CINE : DAI NIPPONJIN (COUP DE COEUR)
Tout sur DAI NIPPONJIN - galerie de photos - Le 0000-00-00 00:00:00DAI NIPPONJIN
Un film de Hitosi Matumoto
Avec Hitosi Matumoto, Riki Takeuchi
Durée : 1h53
Date de sortie : prochainement

Après Incassable, de M. Night Shyamalan, voici un nouveau cas de super-héros filmé de manière «réaliste». En surface, la structure du récit s'apparente à un mockumentary (parodie documentaire) où un journaliste pose des questions dépourvues de pertinences à des personnages fatigués de vivre. Cela permet de donner pas mal d'importance aux personnages secondaires, très savoureux, qui n'ont strictement rien à secouer du «mythe» et gravitent autour de lui sans le vouloir. Ça va de la femme divorcée au grand-père souffrant. En substance, Dai Nipponjin rappelle à la manière des Indestructibles, de Brad Bird, que derrière chaque super-héros se cache un être humain. Dans ce premier long-métrage (ambitieux), le réalisateur Hiro Matumoto, vedette comique connue comme Kitano au pays du soleil levant pour ses prestations télévisuelles, s'amuse à suivre les moindres pas de Dai Sato, Superman qui a oublié de voler, clown triste boudé par les siens qui, malgré lui, se révèle l'unique dépositaire d'une faculté héréditaire, lui permettant lorsque le devoir l'appelle de se transformer un géant. Sa mission: protéger Tokyo des agressions répétées de monstres tartignoles. Ses interventions sont à l'image de sa vie: à mourir d'ennui (et donc extrêmement drôles).

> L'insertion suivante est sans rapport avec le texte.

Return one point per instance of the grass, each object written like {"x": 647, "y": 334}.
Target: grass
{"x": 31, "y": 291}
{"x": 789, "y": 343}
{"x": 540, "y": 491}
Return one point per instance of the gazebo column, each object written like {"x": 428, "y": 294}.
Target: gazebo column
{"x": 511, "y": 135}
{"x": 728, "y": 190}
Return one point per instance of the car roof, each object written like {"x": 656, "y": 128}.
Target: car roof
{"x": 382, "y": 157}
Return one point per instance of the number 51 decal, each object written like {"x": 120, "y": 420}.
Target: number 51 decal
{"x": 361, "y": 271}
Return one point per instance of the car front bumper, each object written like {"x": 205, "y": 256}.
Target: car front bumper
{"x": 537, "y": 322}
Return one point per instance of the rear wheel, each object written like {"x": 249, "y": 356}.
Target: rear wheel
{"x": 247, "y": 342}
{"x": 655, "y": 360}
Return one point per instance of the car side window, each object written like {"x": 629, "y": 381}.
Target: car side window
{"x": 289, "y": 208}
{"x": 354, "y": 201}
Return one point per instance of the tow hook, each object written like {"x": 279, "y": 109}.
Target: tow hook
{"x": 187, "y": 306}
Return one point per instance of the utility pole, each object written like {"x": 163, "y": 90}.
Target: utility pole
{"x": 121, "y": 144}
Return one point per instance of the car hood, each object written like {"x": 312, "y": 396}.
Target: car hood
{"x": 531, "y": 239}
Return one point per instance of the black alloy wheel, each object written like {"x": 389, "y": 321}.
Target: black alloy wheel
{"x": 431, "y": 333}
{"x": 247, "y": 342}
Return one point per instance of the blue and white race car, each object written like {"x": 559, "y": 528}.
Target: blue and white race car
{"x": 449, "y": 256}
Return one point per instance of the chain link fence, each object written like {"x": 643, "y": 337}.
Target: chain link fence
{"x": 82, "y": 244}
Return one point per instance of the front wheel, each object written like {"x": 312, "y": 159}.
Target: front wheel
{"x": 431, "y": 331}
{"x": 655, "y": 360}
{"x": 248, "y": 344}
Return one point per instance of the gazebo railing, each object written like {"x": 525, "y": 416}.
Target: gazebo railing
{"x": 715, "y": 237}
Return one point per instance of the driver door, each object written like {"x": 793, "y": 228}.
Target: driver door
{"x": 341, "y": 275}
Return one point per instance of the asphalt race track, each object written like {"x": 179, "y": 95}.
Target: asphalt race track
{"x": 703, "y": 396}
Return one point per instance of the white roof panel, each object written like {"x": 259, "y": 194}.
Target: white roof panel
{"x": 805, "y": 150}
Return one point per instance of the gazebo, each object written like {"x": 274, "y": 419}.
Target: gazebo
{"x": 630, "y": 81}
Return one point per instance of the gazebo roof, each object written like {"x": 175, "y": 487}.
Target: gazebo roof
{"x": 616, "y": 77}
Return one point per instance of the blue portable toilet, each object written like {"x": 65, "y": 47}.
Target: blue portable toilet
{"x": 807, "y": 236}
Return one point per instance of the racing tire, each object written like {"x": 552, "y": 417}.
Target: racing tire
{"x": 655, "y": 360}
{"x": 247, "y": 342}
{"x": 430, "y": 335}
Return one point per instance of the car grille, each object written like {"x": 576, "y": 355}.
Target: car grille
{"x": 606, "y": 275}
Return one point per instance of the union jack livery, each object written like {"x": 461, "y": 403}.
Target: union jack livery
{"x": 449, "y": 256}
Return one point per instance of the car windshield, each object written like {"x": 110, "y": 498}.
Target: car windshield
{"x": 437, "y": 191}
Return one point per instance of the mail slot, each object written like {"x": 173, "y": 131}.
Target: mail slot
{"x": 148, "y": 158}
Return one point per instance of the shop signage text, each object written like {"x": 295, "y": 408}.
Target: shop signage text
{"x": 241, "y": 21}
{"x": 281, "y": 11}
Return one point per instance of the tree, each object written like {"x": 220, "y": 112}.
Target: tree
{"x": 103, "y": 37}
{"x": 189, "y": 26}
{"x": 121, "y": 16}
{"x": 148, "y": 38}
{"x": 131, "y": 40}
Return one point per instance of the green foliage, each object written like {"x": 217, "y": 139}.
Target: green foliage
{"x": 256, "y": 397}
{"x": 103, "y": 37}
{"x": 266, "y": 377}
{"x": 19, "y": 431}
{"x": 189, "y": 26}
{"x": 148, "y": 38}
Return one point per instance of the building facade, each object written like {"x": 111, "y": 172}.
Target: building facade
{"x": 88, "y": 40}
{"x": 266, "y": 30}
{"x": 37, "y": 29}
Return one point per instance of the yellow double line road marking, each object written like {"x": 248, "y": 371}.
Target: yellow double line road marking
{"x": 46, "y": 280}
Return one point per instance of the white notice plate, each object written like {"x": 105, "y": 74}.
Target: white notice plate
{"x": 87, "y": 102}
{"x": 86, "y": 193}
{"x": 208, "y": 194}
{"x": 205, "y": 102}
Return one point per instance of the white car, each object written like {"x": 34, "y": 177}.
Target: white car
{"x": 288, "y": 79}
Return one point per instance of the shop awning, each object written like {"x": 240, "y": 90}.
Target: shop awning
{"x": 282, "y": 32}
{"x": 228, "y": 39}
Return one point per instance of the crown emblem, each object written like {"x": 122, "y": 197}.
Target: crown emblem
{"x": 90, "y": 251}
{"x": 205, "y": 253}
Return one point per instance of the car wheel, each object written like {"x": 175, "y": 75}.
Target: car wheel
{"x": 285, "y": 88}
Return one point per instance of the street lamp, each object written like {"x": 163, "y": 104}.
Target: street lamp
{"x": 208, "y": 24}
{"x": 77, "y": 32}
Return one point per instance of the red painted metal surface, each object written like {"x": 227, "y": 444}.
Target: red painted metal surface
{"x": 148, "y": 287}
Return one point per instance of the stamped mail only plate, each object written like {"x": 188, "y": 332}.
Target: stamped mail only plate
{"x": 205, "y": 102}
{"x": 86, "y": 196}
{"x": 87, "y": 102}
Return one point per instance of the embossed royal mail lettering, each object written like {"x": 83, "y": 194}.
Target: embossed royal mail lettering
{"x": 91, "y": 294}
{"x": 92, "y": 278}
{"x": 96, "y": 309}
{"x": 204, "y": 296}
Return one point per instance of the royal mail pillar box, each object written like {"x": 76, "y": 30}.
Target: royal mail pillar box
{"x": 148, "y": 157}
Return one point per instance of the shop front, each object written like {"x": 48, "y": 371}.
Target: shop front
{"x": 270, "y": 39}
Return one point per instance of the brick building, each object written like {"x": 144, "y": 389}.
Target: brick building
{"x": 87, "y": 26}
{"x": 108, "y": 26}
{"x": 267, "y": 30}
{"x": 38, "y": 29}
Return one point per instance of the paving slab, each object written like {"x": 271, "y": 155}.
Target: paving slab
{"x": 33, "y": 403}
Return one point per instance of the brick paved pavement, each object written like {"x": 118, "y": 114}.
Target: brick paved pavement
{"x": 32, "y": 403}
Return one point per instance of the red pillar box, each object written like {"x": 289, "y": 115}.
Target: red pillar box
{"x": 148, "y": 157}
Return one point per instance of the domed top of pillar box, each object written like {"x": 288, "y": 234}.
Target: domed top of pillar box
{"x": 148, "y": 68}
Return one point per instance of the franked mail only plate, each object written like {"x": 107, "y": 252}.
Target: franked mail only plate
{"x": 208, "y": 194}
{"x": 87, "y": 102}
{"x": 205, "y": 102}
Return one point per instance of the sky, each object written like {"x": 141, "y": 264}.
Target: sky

Le concept est extrêmement original. Bonne idée que d'avoir fait du super-héros, un loser fini couard dont l'extraordinaire mauvaise foi tend à révolter la population japonaise au lieu de le soutenir. Le passage où il emprunte le chemin pour se rendre au lieu de transformation est tordant, les japonais ayant déposé des pancartes avec des insultes pour humilier le héros national. Pas la peine d'être armé d'une culture comics et geek pour saisir la subversion. Le trait est toujours caustique, mordant, abrasif avec en creux une vraie nostalgie pour une culture japonaise ancestrale oubliée. A un moment donné, Dai Sato souligne que les gens n'ont plus besoin de mythes pour rêver puisqu'ils ont les jeux vidéo. Loin d'être référentiel, le récit fait appel au sens de la dérision du spectateur qui doit si possible partager une prédilection pour le quotidien qui déraille, les jeux de mots foireux, les costumes kitsch, les ambiances drôlement dépressives et, surtout, les blagues qui tombent à plat.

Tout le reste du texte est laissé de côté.